The decision by Italian industry association FarmIndustria to suspend temporarily payment of travel expenses means marketers are having to re-write their plans for the next 12 months, now taking into account that the seminars and congresses they had planned, either in Italy or elsewhere in the world may not yield the attendance they had hoped for.
While the move may not have been wholly unexpected - along with countless other Member States, FarmIndustria has been tightening its Code of Ethics - it does place further restrictions on the steadily shrinking marketing activities pharma can undertake.

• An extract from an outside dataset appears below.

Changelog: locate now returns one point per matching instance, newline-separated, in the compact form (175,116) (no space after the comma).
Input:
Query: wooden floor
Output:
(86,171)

When news of the suspension broke, the market in Italy was still reeling from the third successive drug price cut of 2006. Cost-containment has become the mantra of the Ministry of Health: since 2002, prices have been cut by 17 per cent. Other measures that have also taken their toll on companies operating on the Italian peninsula include the reclassification of reimbursement categories and the introduction of price caps, which are dependent on product class.
The big cost-containment lever in Italy is compulsory price cutting and reference pricing, said James MacDonald, marketing director at Ferring Italy. When government spending on drugs goes up, prices are cut, he added.
However, as MacDonald explains, it is not hard to launch a product in Italy and the healthcare community is responsive. Italian doctors are still very open to rep visits, especially on a scientific and educational basis. They generally like innovative products and early uptake is good.
When it comes to cost-containment, however, MacDonald says that doctors are poorly incentivised compared to Northern EU countries, although health authorities are trying to change this.
Competing on price
While he admits that the reference pricing regime in Italy is not as stringent as in neighbouring Germany, it has significant implications for new drugs, where an extremely high premium is put on clinical gain.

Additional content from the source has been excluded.